9‐1 友とすべき人でなければ友としない
【現代語訳】
孟子は言った。「伯夷は自分の仕えるべき正しい君でなければ仕えない。また、自分の友とすべき人でなければ友としない。悪人の仕えている朝廷には仕えない。悪人とは物をも言わない。なぜなら悪人の仕えている朝廷に仕え、悪人と物を言うことは、朝廷に出仕するときに着る衣冠装束を身につけた姿で、泥や炭のような汚れたところに座るようなものと考えたからだ。こんな伯夷の悪を憎む心を推察してみると、次のようだと思われる。すなわち、同郷の人たちと一緒に朝廷に立ったとき、その同郷人の冠が礼式に合っていないと、伯夷はすぐに、後をも見ずに立ち去ってしまう。それは、(同郷人のふるまいで)自分の身までが汚されてしまうと思うからだ。こうだから、伯夷は諸侯が、礼を厚くして立派な言葉で出仕を求めても、それを受けることはしなかった。諸侯からの招聘を受けなかったのは、伯夷自身が仕えたいと思えないような君に仕えることをいさぎよしとしなかったためである」。
【読み下し文】
孟子(もうし)曰(いわ)く、伯夷(はくい)は其(そ)の君(きみ)(※)に非(あら)ざれば事(つか)えず。
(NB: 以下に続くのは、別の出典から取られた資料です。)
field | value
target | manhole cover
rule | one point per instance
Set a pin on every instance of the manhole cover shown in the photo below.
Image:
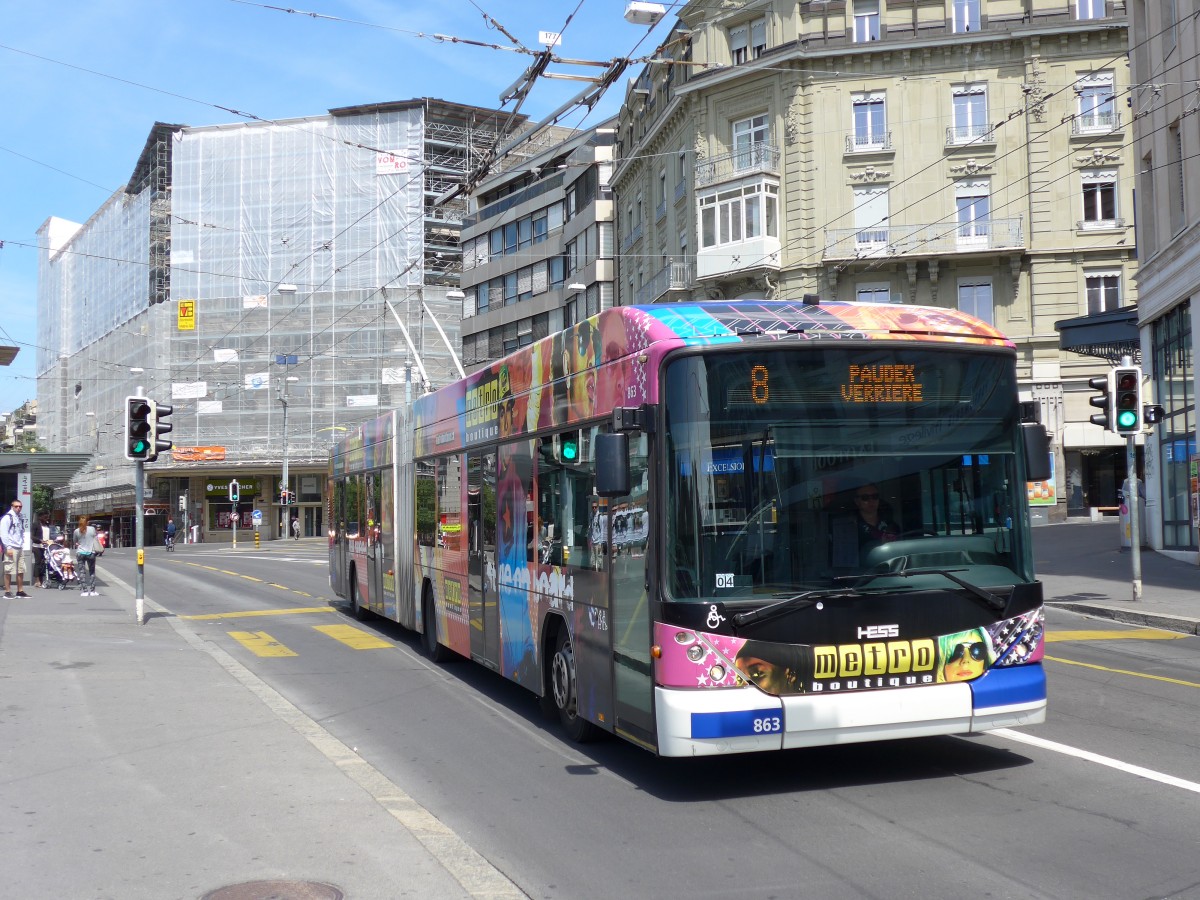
(276, 891)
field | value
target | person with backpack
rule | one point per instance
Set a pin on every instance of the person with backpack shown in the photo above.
(12, 539)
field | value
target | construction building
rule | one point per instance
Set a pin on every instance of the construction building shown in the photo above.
(252, 275)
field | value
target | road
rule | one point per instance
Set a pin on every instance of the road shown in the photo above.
(1103, 803)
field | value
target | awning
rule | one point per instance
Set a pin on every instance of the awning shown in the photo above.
(49, 469)
(1107, 335)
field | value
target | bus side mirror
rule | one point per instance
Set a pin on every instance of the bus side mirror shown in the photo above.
(1037, 451)
(612, 465)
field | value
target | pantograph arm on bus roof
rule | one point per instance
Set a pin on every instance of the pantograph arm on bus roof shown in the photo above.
(994, 601)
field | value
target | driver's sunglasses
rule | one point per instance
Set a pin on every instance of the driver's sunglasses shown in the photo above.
(976, 649)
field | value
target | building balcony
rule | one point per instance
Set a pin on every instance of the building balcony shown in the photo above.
(972, 135)
(870, 142)
(1096, 124)
(754, 160)
(924, 240)
(673, 276)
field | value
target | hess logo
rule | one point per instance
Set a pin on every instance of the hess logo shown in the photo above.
(874, 631)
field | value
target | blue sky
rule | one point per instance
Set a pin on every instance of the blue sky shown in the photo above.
(85, 81)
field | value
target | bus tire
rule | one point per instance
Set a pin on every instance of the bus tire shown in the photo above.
(433, 651)
(563, 689)
(357, 610)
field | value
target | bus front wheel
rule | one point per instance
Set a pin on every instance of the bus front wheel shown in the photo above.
(564, 691)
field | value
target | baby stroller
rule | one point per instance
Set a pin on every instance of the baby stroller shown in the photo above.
(59, 567)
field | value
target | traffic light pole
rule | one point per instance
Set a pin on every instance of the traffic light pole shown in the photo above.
(139, 484)
(1134, 502)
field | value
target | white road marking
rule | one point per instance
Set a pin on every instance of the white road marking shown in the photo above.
(1023, 738)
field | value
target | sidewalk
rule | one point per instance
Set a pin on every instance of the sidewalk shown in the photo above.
(144, 762)
(1084, 569)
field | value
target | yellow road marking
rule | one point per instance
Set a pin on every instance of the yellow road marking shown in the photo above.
(261, 643)
(1139, 634)
(257, 612)
(1123, 671)
(353, 637)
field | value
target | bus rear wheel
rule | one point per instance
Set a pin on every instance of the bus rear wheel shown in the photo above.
(564, 691)
(357, 610)
(433, 651)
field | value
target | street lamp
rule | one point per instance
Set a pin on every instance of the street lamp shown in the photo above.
(283, 400)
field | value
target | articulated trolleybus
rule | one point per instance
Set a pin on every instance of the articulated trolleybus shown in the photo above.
(720, 527)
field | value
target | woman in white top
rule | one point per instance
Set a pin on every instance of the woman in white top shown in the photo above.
(88, 547)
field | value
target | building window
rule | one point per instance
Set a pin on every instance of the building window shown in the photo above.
(751, 139)
(970, 109)
(1097, 107)
(870, 120)
(972, 202)
(739, 43)
(975, 298)
(966, 16)
(867, 21)
(1103, 292)
(1175, 184)
(738, 214)
(871, 215)
(874, 293)
(757, 37)
(1173, 377)
(1099, 198)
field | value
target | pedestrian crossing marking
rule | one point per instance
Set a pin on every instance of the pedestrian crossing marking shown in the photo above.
(354, 637)
(261, 643)
(211, 616)
(1138, 634)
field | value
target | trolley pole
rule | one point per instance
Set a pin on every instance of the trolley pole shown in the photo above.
(1134, 501)
(139, 484)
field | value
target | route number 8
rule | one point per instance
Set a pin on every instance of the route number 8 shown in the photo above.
(760, 391)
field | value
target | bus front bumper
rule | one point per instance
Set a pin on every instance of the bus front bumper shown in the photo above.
(705, 723)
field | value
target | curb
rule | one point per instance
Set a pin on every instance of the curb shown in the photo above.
(1134, 617)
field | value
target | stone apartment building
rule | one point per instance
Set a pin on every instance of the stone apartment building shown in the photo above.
(970, 154)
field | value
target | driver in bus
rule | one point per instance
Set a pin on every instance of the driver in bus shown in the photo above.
(873, 528)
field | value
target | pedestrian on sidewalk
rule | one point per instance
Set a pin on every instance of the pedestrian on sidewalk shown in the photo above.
(12, 539)
(39, 537)
(88, 547)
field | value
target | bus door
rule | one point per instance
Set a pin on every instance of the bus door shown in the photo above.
(633, 673)
(372, 533)
(481, 571)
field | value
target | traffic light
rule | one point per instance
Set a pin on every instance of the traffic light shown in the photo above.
(159, 426)
(138, 429)
(1127, 400)
(1103, 400)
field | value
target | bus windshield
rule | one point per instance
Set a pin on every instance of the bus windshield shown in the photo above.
(802, 468)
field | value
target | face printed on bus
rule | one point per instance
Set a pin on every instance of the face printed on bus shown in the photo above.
(965, 660)
(581, 355)
(768, 676)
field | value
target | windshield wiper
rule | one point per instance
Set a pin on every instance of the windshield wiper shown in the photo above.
(797, 601)
(993, 601)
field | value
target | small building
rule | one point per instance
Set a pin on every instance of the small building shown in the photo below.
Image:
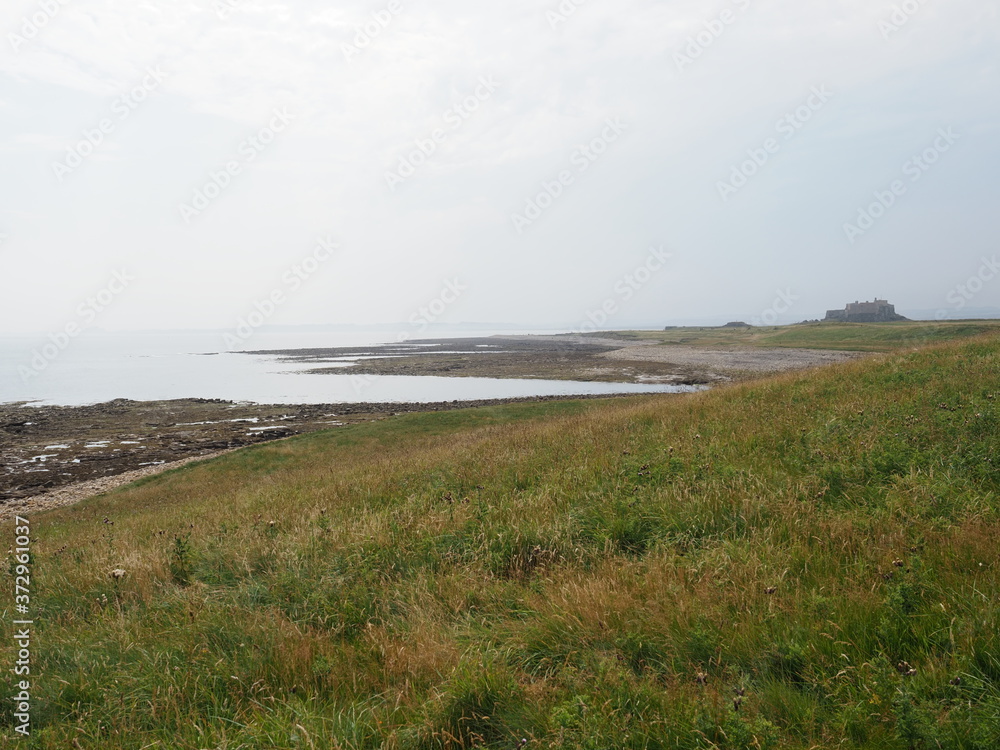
(877, 311)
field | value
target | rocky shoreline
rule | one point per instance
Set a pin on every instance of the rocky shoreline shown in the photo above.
(44, 449)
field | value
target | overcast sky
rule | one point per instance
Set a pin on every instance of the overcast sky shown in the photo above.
(655, 125)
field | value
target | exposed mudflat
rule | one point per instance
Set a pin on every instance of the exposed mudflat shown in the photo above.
(564, 357)
(726, 361)
(578, 358)
(57, 455)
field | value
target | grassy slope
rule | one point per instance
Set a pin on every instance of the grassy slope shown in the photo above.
(879, 337)
(560, 572)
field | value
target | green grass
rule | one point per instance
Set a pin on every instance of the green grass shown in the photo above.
(876, 337)
(596, 574)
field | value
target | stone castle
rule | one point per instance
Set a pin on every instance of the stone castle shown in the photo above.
(879, 311)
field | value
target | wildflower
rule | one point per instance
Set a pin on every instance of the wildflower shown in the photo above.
(905, 669)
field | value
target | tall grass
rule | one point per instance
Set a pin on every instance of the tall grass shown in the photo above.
(807, 561)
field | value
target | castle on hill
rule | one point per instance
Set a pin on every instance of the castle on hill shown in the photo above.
(879, 311)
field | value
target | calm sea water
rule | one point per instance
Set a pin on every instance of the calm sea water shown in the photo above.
(99, 367)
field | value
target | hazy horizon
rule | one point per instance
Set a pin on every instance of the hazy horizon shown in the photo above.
(185, 165)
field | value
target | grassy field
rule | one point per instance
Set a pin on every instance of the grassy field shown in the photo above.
(808, 561)
(874, 337)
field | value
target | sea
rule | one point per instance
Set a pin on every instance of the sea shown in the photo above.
(100, 366)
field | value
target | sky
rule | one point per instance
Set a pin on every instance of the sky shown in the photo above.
(191, 164)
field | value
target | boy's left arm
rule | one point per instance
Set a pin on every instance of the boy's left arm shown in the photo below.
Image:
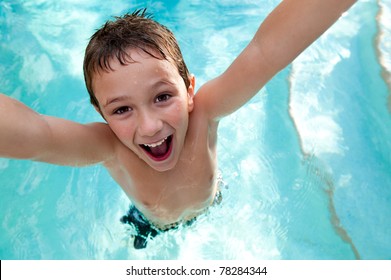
(289, 29)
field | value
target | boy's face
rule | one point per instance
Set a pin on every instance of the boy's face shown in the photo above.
(147, 105)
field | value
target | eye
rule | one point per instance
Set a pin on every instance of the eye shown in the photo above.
(162, 97)
(122, 110)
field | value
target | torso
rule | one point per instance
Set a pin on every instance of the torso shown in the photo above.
(179, 194)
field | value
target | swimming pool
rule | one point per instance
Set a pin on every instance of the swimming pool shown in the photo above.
(306, 164)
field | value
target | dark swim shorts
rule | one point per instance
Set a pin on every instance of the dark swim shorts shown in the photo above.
(145, 230)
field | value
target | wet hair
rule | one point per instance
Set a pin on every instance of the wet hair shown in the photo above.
(131, 31)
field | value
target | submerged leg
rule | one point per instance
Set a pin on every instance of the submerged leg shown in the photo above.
(143, 228)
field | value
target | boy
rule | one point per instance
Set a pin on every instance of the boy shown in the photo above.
(160, 139)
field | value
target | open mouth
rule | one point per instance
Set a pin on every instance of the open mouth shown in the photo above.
(159, 151)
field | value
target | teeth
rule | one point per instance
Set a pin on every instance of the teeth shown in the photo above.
(156, 144)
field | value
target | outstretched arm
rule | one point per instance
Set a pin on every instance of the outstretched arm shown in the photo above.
(289, 29)
(24, 134)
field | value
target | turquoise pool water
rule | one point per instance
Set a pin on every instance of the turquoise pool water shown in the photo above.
(306, 163)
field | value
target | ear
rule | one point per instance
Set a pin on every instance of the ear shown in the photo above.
(190, 93)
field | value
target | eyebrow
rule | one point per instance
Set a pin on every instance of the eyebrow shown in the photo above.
(125, 97)
(115, 99)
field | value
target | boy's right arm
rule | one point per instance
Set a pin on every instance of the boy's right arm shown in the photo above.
(25, 134)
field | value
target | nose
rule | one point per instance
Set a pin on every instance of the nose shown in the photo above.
(149, 124)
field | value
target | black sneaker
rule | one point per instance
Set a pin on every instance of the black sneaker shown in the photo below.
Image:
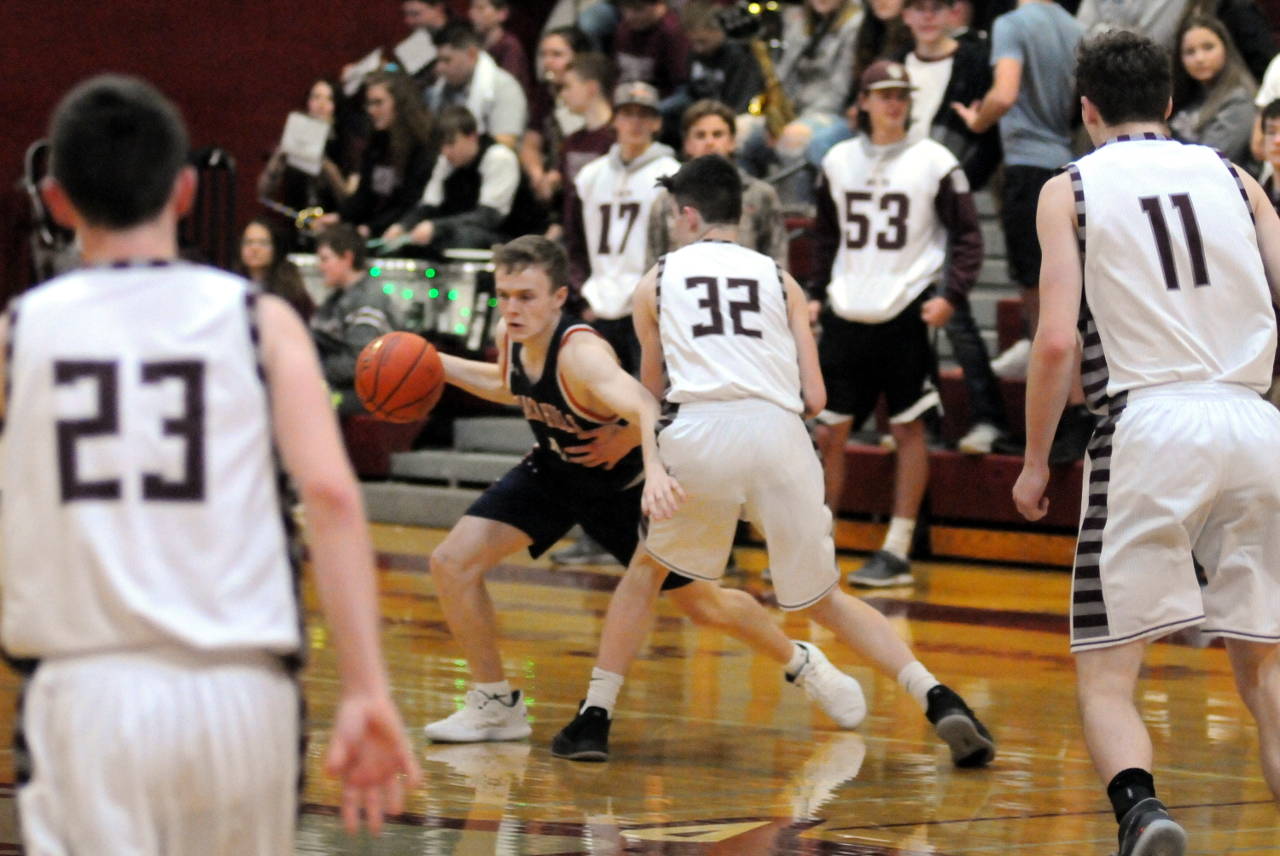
(1148, 831)
(881, 571)
(586, 738)
(972, 745)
其(そ)の友(とも)(※)に非(あら)ざれば友(とも)とせず。悪人(あくにん)の朝(ちょう)に立(た)たず。悪人(あくにん)と言(ものい)わず。悪人(あくにん)の朝(ちょう)に立(た)ち、悪人(あくにん)と言(ものい)うは、朝)衣(ちょうい)朝冠(ちょうかん)を以(もっ)て塗炭(とたん)に坐(ざ)するが如(ごと)し。悪(あく)を悪(にく)むの心(こころ)を推(お)すに、思(おも)えらく、郷人(きょうじん)と立(た)ちて、其(そ)の冠(かん)正(ただ)しからざれば、望望然(ぼうぼうぜん)(※)として之(これ)を去(さ)る。将(まさ)に浼(けが)されんとするが若(ごと)し。是(こ)の故(ゆえ)に、諸侯(しょこう)其(そ)の辞(じ)命(めい)を善(よ)くして至(いた)る(※)者(もの)有(あ)りと雖(いえど)も、受(う)けざるなり。受(う)けざる者(もの)は、是(こ)れ亦(また)就(つ)くを屑(いさぎよ)しとせざる己(のみ)。
(※)其の君……自分の仕えるべき正しい君。
(※)其の友……自分の友とすべき人。なお、この言葉は孟子が伯夷について言ったものだが、孟子自身も万章(下)で「友(とも)たる者(もの)は、其(そ)の徳(とく)を友(とも)とするなり」と言っている。また、吉田松陰は「徳(とく)を成(な)し材(ざい)を達(たっ)するには、師恩(しおん)友(ゆう)益(えき)多(おお)きに居(お)り、故(ゆえ)に君子(くんし)は交遊(こうゆう)を慎(つつし)む」(士規七則)とする。私は次のように現代訳をしたことがある。「徳を身につけて、自分の才能を伸ばし世に役立つ人材になるのは、師と友から受けるものによって可能となります。だから君子すなわち成長する人は、交友する師と友を慎重に選び、誰とでも付き合うようなことはしないのです」(拙著『吉田松陰の名言100』アイバス出版)。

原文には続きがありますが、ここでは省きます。